不是演唱会视频里那个被聚光灯追逐的焦点,也不是平日里那个冷静疏离的她,而是某个被他刻意遗忘的、久远午后,她穿着简单的戏服,侧对着阳光,嘴角带着一丝浅淡、真实笑意的模样。
那画面一闪而逝,快得抓不住,却像一把淬了冰的刀子,在他心口最柔软的地方,留下了最后一道冰寒的刺痛。
随即,黑暗如同潮水般涌上,彻底淹没了他所有的知觉。
“郁导!郁导!”小助理的惊呼声变调,连滚带爬地扑过去,看着倒在地上一动不动的郁思恩,以及他手边那摊渐渐扩大的血迹,吓得魂飞魄散。
一直在不远处紧张观望的护士也发现了这边的异常,脸色大变,立刻用对讲机呼叫支援:“急诊后院!有人晕厥伴外伤出血!需要担架!快!”
很快,几名医护人员推着担架车疾奔而来。
众人七手八脚,小心翼翼地将彻底失去意识的郁思恩抬上担架。
小助理手忙脚乱地捡起掉在地上的手机,看着屏幕上还未挂断的110通话界面,头皮一阵发麻,赶紧掐断了电话,踉跄着跟上疾行的担架车。
他看着担架上郁思恩那张毫无生气、仿佛一瞬间被抽干了所有精气的脸,又想起他刚才那疯魔般报警的举动,心里五味杂陈,最终化作一声无奈的叹息,暗自摇头:
“真是疯了。”
接下来的两天,世界仿佛被按下了诡异的暂停键与加速键的混合按钮。
医院那边,郁思恩因急怒攻心、高烧未退加之失血,陷入了持续的重度昏迷,靠医疗设备维持着生命体征。
他躺在与外界隔绝的病房里,暂时退出了这片由他亲手点燃、却无力控制的战局,仿佛一场盛大戏剧中,突然被强行拉下舞台的主角。

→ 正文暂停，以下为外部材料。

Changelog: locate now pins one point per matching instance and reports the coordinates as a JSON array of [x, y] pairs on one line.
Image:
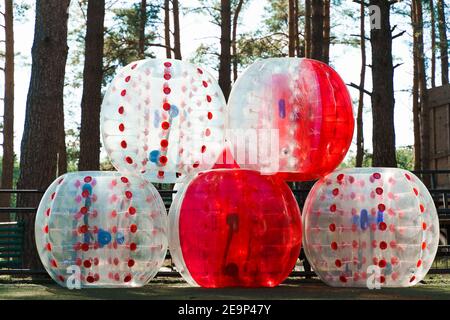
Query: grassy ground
[[434, 287]]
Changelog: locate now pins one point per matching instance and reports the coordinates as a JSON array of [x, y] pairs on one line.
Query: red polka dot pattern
[[155, 108], [89, 228]]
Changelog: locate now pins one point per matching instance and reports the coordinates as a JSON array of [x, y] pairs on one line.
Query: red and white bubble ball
[[370, 226], [163, 119], [292, 117], [109, 227]]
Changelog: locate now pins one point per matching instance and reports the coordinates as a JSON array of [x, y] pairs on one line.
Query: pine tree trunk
[[415, 93], [225, 45], [443, 46], [326, 31], [422, 84], [167, 29], [92, 87], [359, 119], [308, 28], [142, 24], [8, 114], [176, 27], [317, 41], [433, 44], [44, 113], [234, 38], [292, 16], [383, 90]]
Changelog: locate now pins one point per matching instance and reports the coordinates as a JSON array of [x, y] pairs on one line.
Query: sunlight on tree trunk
[[8, 113], [225, 45], [359, 118], [383, 134], [44, 116], [92, 87]]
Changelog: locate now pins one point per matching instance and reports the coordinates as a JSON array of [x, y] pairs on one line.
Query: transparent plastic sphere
[[234, 228], [163, 119], [101, 229], [370, 226], [296, 115]]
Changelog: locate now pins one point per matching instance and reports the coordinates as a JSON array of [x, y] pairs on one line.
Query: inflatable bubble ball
[[370, 227], [291, 117], [101, 229], [234, 228], [163, 119]]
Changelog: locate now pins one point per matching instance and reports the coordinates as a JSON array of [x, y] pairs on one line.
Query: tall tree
[[298, 47], [142, 25], [123, 38], [44, 113], [415, 94], [225, 45], [317, 40], [383, 89], [443, 42], [433, 43], [8, 113], [292, 33], [359, 118], [417, 14], [326, 31], [308, 14], [176, 31], [236, 14], [92, 87], [167, 41]]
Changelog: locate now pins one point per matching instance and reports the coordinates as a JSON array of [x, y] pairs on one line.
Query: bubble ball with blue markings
[[163, 119], [370, 227], [101, 229]]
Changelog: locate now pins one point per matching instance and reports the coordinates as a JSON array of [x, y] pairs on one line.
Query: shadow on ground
[[176, 289]]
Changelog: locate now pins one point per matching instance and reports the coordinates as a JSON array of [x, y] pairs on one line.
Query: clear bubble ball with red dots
[[296, 115], [370, 227], [101, 229], [163, 119], [234, 228]]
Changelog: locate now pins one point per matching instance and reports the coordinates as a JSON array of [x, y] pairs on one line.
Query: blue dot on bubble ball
[[104, 237], [154, 156], [87, 187], [120, 238], [174, 111]]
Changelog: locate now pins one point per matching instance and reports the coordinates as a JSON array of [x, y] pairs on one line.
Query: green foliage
[[73, 149]]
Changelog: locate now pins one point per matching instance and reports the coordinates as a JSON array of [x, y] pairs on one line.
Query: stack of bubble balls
[[234, 223], [112, 227]]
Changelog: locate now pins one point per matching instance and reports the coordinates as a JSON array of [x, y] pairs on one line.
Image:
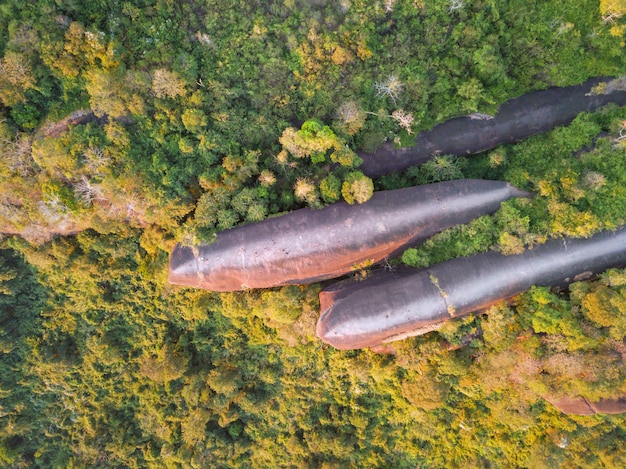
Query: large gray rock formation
[[307, 245]]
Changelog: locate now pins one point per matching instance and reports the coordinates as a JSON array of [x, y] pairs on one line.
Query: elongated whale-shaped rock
[[516, 119], [307, 245], [395, 305]]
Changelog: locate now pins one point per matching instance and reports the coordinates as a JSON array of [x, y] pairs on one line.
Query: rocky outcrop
[[394, 305], [307, 245], [516, 119], [582, 406]]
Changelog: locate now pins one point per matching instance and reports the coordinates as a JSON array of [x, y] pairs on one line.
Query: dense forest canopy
[[126, 127]]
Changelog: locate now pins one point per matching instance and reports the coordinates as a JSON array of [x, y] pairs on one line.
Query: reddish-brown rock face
[[582, 406], [394, 305], [307, 246]]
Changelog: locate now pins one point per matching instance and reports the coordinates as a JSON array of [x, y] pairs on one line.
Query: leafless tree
[[391, 87]]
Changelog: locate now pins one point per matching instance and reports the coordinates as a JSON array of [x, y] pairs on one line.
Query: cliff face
[[390, 306], [516, 119], [306, 245], [582, 406]]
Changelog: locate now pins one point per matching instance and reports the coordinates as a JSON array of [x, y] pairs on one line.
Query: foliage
[[128, 126]]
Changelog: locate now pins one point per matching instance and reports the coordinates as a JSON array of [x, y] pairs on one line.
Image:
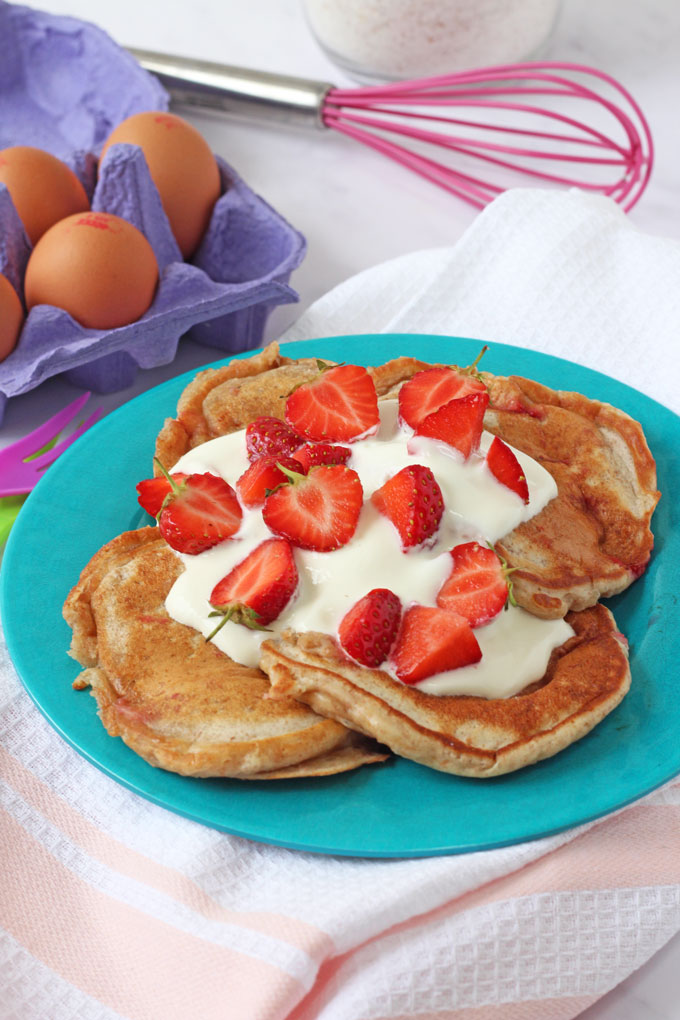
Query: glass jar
[[388, 40]]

城市的另一端,那间隐秘的公寓里,则弥漫着一种令人窒息的低气压。
顾衍遵守了他的承诺,没有去打扰颜聿。
他深知此刻任何的解释或靠近,都可能激起她更强烈的逆反。
他只是确保物资充足,安排最可靠的保镖守在楼下,彻底隔绝外界的一切窥探。
他自己,几乎是不眠不休。
面前并排摆放着好几台笔记本电脑和手机,屏幕的光映照着他异常严肃、甚至有些憔悴的脸。
他全程亲自与公关团队、法务团队、以及各个合作方进行高强度、高压力的沟通。
房间里充斥着他低沉、快速、时而带着不容置疑决断的说话声,以及键盘敲击声。
他拒绝了所有前来解约代言的品牌方,态度坚决,甚至没有过多讨价还价。
网络上,“顾衍恋爱脑”的标签已经被嘲讽他的网友和脱粉的粉丝顶成了热门话题,但他只是扫一眼,便继续投入工作,眼神里有一种豁出去的、近乎冷酷的平静。

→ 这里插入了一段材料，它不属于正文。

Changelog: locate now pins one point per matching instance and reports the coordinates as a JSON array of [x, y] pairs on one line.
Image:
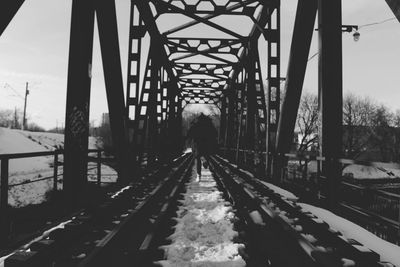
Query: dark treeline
[[371, 131]]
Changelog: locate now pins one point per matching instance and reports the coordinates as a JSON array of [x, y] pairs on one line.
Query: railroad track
[[111, 233], [279, 227], [134, 224]]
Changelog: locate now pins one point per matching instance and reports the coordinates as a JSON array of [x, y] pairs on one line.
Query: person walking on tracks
[[204, 141]]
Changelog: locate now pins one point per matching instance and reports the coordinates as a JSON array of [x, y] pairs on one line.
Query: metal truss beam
[[8, 9], [330, 92], [78, 95], [299, 50], [273, 73], [108, 34], [395, 7]]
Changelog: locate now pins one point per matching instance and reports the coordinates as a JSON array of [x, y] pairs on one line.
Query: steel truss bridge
[[201, 52]]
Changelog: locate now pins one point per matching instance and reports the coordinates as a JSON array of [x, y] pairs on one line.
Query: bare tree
[[307, 122], [358, 118]]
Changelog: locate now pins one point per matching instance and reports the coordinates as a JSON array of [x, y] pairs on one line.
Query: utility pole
[[26, 97]]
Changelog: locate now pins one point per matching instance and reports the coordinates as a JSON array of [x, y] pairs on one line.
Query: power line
[[376, 23], [359, 27], [6, 85]]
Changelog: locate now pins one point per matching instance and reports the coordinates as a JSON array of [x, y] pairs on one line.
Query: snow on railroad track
[[204, 231]]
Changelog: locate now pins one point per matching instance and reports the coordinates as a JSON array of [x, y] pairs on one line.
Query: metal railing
[[375, 208], [56, 163], [94, 155]]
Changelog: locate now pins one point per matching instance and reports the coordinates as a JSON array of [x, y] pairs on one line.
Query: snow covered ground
[[204, 231], [388, 251], [361, 171], [30, 169]]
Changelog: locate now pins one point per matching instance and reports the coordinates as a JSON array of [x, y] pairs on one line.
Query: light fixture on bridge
[[356, 36], [349, 29]]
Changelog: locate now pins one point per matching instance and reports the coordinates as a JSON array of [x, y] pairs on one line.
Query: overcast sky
[[34, 49]]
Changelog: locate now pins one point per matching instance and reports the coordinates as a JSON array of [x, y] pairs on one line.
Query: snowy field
[[361, 171], [388, 251], [26, 170], [204, 231]]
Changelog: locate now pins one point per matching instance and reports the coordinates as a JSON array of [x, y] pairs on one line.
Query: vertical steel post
[[251, 96], [99, 168], [299, 50], [330, 92], [222, 128], [152, 107], [231, 121], [55, 171], [78, 95], [4, 219], [273, 74], [109, 44]]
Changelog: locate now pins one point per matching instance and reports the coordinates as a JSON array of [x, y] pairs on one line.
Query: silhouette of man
[[203, 135]]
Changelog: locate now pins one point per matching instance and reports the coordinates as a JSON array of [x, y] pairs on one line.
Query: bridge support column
[[330, 93], [299, 50], [108, 34], [78, 95]]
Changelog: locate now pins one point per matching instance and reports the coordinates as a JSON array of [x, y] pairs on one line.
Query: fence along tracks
[[129, 227], [280, 233], [110, 234]]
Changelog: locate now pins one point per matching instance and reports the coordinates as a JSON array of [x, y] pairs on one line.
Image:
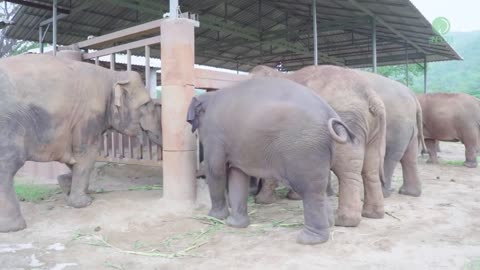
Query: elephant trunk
[[420, 136], [339, 131]]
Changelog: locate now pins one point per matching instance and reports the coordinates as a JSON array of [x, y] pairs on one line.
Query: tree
[[9, 47], [398, 72]]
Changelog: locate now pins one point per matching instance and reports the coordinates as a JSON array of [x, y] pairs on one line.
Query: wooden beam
[[123, 47], [384, 23], [38, 5], [212, 79], [139, 30]]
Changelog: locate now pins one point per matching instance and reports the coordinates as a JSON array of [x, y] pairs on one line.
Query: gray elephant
[[352, 97], [54, 109], [451, 117], [268, 128], [403, 119], [404, 132]]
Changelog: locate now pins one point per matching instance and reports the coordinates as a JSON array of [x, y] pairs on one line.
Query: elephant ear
[[194, 110]]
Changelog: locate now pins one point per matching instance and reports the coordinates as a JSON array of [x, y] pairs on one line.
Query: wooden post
[[179, 143]]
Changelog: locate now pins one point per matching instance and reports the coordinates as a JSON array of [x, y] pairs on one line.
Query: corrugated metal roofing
[[239, 34]]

他已经在心里做出了一个更石破天惊的决定——在几天后,再次公开露面,不是澄清,而是正式宣布追求颜聿。
至于事业?那是他心甘情愿为此付出的代价,他认。
而与客厅的“战场”仅一门之隔的卧室里,则是另一番死寂的景象。
颜聿大部分时间都蜷缩在卧室的沙发上,像一尊被抽走了灵魂的漂亮人偶。
她不哭,不闹,甚至很少动弹,只是睁着眼睛,空洞地望着天花板,或者无意识地盯着窗外单调的天空。

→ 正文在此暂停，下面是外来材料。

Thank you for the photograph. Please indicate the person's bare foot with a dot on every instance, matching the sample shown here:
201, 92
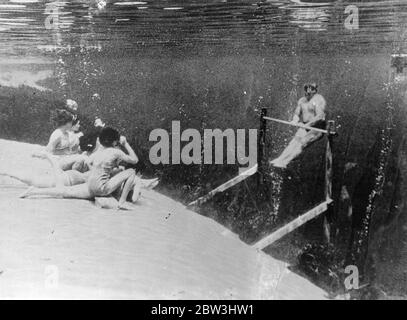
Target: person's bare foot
136, 192
278, 164
26, 193
150, 184
124, 206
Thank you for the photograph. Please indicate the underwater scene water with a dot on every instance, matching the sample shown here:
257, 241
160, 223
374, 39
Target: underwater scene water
140, 65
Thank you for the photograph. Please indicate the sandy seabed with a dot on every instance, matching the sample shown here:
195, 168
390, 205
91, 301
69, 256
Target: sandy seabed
71, 249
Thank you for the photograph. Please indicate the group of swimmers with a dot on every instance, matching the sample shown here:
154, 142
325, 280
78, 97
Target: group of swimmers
85, 166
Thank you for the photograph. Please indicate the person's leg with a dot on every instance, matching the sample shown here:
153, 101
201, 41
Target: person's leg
302, 143
60, 178
138, 182
80, 191
149, 183
115, 182
292, 147
67, 162
39, 181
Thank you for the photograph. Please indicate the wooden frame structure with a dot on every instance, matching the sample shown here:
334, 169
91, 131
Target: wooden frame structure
259, 168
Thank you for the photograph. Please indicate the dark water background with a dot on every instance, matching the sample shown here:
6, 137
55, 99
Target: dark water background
214, 64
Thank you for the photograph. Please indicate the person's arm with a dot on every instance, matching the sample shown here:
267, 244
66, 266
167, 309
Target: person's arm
52, 144
297, 113
319, 111
131, 157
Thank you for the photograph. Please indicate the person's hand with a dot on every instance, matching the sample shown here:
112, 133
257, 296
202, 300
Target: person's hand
99, 123
123, 140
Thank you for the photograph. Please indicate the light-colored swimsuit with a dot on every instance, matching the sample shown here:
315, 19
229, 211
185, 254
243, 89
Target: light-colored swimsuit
104, 161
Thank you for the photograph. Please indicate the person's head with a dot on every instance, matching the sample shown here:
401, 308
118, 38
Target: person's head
310, 90
109, 137
87, 142
63, 119
71, 105
76, 125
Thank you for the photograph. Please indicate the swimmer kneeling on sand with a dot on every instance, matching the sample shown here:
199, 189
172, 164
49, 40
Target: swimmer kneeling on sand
101, 182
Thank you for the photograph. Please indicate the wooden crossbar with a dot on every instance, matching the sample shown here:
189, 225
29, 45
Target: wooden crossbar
294, 224
299, 125
244, 175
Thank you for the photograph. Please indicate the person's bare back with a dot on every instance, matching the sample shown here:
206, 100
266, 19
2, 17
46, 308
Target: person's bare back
311, 110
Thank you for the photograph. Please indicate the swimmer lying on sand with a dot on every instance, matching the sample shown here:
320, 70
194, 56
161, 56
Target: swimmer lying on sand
100, 182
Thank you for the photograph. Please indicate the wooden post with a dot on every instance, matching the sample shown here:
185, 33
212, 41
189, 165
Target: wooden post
261, 146
291, 226
328, 179
399, 61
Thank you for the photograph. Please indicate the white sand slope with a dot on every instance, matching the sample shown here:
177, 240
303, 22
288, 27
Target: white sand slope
70, 249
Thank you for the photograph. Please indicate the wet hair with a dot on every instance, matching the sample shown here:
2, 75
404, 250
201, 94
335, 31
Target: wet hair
75, 120
108, 136
87, 142
311, 85
62, 117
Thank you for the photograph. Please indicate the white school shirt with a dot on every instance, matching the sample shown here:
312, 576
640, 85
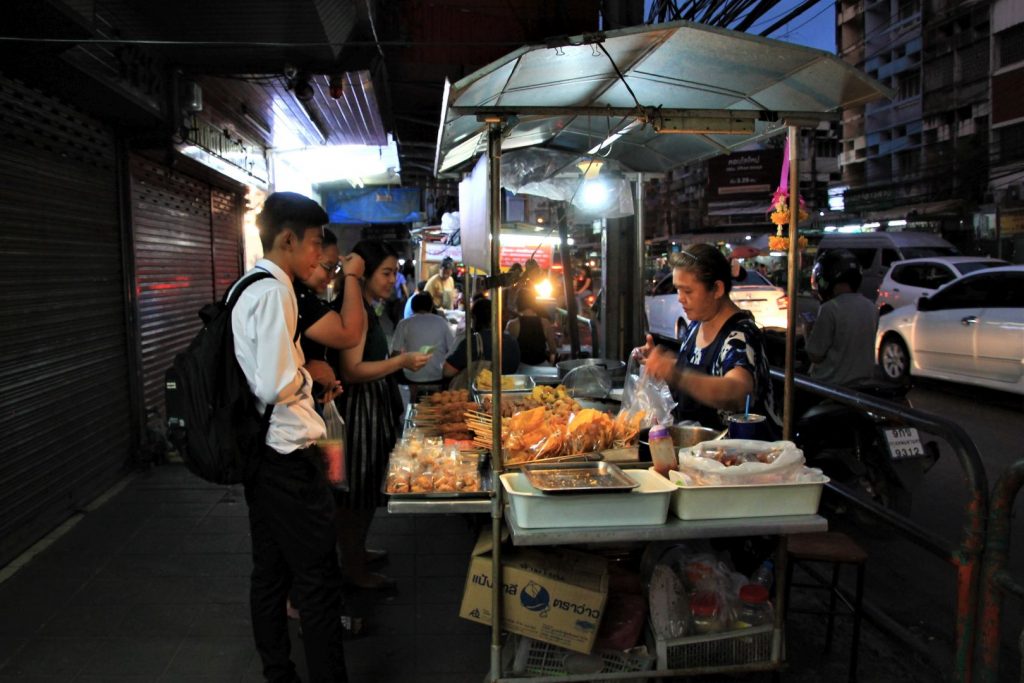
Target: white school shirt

手机安静地躺在一边,只有在确定的时间点,她才会机械地拿起来,拨通小桃的电话。
“小桃,吃饭了吗?”
“嗯,我没事,这里很安全。”
“好,你乖乖的,别担心我。”
通话短暂、平静,听不出任何情绪波澜,就像在完成一项日常报备。
但挂断电话后,她眼底那片刻的、因确认妹妹安全而闪过的微弱光亮,会迅速熄灭,重新归于一片深不见底的沉寂。
顾衍处理的一切惊涛骇浪,似乎都与她无关。
她将自己封闭在一个透明的结界里,外人进不去,她也暂时不想出来。